Every ten years the U.S. Census Bureau conducts a nationwide survey that sets the terms for the country’s democracy. The questionnaire yields rich data, including people’s names, street addresses, ages, races, ethnicities, and other details. People’s responses help determine dynamics of power, such as how seats are apportioned in the House of Representatives, where voting districts get divided, and which communities receive federal funds.
But the bureau, tasked with releasing summaries of the results while simultaneously protecting people’s privacy, faces a Catch-22. “Every time you publish a statistic you leak information about that confidential database,” as Simson Garfinkel, a computer scientist with the bureau, told a Census advisory committee in May.
If people believe their responses will not be kept private and secured, they may opt not to respond. And with the proposed addition of a sensitive question to the 2020 Census—asking whether a respondent is an American citizen—heeding the privacy mandate becomes paramount.

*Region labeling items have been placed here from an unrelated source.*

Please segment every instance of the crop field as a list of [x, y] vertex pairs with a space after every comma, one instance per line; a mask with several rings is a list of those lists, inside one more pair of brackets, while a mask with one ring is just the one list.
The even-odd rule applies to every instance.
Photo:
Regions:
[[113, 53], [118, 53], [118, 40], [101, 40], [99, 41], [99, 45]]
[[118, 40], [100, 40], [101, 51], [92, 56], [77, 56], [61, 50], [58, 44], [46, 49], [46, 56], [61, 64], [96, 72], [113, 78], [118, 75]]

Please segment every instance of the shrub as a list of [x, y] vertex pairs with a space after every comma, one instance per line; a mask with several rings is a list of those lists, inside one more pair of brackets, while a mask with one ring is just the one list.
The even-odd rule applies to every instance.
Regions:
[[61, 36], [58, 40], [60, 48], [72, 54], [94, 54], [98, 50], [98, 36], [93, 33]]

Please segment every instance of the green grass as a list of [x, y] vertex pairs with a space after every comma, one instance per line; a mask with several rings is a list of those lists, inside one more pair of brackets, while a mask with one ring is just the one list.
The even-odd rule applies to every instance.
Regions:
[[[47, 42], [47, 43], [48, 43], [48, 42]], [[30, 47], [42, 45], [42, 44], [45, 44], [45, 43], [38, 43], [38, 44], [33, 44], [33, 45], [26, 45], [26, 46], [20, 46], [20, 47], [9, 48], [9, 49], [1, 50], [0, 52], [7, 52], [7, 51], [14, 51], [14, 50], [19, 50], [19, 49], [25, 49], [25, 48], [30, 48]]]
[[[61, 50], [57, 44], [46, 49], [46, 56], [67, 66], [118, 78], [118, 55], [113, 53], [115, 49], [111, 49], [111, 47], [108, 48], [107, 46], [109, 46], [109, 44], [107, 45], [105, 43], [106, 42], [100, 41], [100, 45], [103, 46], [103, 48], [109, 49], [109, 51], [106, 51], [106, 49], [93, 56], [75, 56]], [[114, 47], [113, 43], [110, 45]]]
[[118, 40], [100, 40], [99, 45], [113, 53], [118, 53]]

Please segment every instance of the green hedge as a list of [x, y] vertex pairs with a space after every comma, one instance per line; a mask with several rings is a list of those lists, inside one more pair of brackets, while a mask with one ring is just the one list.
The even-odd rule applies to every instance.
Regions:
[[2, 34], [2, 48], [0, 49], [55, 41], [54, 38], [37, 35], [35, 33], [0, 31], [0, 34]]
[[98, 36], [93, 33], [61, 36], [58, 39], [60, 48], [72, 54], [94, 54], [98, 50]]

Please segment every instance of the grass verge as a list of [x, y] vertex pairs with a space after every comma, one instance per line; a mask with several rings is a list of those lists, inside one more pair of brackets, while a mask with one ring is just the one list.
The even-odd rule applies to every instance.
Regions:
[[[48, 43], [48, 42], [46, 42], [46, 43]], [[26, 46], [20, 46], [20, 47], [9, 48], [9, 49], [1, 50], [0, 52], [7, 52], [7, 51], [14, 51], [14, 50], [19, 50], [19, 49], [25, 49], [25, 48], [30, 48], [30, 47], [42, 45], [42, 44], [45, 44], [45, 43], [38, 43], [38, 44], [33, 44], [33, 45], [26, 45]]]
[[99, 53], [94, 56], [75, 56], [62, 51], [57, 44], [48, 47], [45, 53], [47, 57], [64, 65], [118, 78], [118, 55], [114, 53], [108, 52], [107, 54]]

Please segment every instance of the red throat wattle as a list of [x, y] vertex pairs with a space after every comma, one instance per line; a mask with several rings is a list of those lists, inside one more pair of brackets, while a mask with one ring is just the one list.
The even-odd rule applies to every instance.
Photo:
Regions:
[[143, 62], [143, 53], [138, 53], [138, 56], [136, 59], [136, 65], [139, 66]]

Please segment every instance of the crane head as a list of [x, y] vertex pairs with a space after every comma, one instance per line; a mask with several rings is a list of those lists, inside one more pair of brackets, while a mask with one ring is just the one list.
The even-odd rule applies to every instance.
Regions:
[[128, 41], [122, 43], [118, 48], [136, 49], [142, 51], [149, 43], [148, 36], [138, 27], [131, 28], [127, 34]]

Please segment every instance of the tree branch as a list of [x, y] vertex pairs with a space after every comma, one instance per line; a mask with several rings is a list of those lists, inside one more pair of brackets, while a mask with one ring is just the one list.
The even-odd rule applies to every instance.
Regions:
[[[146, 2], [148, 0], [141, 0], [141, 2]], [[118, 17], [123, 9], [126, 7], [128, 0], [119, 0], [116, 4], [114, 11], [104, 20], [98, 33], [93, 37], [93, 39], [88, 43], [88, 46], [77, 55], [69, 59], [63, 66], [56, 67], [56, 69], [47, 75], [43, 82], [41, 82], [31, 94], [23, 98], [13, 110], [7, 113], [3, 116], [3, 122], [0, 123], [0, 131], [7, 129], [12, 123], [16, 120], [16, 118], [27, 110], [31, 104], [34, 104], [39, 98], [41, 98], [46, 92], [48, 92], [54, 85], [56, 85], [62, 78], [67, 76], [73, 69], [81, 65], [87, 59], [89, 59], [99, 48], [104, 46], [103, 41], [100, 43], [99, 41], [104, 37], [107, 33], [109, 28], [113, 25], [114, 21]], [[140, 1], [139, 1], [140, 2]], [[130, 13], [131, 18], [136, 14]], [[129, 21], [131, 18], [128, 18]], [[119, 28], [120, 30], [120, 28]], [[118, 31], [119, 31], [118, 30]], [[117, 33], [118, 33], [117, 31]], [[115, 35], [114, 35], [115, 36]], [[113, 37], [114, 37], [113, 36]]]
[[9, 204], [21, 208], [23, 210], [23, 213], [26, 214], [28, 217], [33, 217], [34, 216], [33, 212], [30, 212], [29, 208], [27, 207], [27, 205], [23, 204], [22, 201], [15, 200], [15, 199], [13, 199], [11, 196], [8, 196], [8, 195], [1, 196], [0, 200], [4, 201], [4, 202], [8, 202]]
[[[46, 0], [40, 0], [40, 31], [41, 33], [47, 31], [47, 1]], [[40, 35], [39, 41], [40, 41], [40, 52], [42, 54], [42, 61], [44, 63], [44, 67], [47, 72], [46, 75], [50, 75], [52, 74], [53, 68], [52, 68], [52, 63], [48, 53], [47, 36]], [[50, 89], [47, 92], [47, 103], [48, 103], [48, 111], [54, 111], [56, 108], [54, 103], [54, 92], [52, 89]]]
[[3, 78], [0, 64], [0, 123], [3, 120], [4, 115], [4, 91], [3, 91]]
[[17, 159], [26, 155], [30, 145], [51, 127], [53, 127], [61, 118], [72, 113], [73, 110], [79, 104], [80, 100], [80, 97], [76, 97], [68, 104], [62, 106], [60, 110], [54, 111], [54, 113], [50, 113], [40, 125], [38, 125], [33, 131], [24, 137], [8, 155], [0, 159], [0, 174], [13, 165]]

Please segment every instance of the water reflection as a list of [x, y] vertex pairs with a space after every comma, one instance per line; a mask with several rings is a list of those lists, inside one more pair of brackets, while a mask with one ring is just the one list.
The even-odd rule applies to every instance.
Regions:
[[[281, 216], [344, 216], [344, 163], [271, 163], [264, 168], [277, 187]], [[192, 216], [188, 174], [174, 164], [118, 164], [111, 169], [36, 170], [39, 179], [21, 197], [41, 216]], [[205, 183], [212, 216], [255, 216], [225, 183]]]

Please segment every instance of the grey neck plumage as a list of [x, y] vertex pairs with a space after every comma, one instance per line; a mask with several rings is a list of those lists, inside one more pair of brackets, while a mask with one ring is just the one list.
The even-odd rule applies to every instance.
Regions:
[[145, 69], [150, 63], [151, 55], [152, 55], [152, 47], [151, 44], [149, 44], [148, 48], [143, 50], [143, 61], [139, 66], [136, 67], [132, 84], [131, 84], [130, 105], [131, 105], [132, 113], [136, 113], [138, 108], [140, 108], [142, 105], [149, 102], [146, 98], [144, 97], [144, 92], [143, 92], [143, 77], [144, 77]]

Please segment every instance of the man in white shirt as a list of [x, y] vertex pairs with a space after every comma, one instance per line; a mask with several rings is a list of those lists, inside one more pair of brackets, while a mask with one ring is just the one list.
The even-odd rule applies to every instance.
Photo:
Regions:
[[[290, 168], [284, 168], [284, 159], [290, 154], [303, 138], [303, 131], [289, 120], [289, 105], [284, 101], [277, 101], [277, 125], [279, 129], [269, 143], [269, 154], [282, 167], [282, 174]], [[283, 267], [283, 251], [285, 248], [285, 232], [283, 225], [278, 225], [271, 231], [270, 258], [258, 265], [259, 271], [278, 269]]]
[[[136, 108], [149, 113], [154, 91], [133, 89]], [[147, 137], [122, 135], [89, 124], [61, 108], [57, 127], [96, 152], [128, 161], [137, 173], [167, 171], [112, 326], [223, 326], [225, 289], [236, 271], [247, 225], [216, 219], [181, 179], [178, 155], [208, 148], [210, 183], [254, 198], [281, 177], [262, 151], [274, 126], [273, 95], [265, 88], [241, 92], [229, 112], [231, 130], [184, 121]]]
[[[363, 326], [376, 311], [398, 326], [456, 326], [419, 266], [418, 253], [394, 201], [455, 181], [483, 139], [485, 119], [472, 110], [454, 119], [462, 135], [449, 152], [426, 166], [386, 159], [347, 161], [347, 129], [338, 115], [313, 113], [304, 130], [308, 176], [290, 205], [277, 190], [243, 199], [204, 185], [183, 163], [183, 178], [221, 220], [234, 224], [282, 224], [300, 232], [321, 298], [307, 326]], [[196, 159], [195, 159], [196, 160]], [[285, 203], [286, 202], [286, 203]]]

There’s a problem though: the usual methods for preserving people’s privacy no longer afford sufficient protection. In November 2016, a team of researchers successfully reconstructed an alarming portion of the most recent Census’s confidential database. Out of 308,745,538 respondents, records for 46% of the population were reassembled using public 2010 Census data and the team’s statistical tools; allowing for a year’s wiggle room on age, the proportion jumped to 71%. By combining the bureau’s published tables with other datasets, the researchers found they could re-identify 17% of the population.
John Abowd, chief scientist at the U.S. Census Bureau and leader of the 2016 study, says the old privacy safeguards are ineffective. Swapping respondent information between different geographic blocks, for instance, won’t cut it. “Turns out nobody is well enough buried in the haystack,” he says.